= Ono (P2P) =

The Ono project is a software service that allows Peer-to-peer file sharing (P2P) clients to efficiently identify nearby peers. Using local peers takes pressure off international and other long distance transfers, and is said to simultaneously increase file download speeds.

This is a research project of Fabián E. Bustamante's AquaLab group at Northwestern University.

Ono claims to be able to increase download rates by between 31% and 207% on average, depending on whether the client is on an overloaded network or one with large available bandwidth.
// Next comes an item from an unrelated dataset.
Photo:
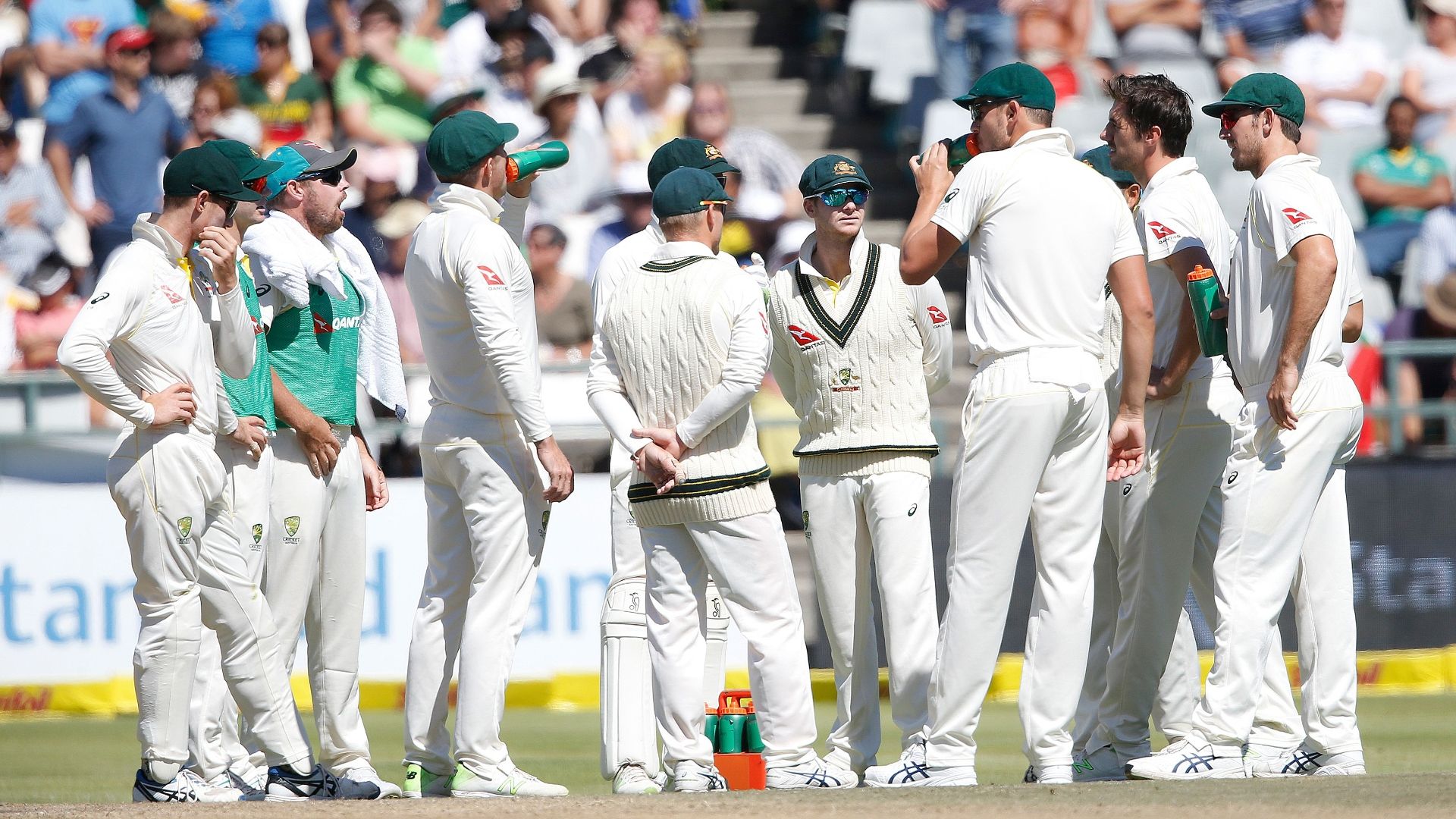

It is most visible as a plugin for the Azureus BitTorrent client - it is also available as an open tracker, and the Aqualab research group has recently published code to make Ono services easy to incorporate into other applications.

A more recent evaluation (one that used a single client connected to only one ISP located in the United States) has shown that Ono's benefits in practice are far short of the claims made in the original paper. In particular, when downloading real BitTorrent swarms while measuring the end-to-end benefits of using Ono, performance is unchanged, and interdomain traffic is reduced by less than 1%.

Ono is open source and does not require additional infrastructure. To determine which peers are close by, Ono learns from existing content distribution networks (CDNs) such as Akamai and Limelight. It assumes that if 2 client computers are sent to the same CDN server, they are likely to be close to each other - and more effective peers.

The P4P project shares a similar goal to Ono, but requires co-operation with ISPs and the installation of "iTracker" servers to identify nearby peers.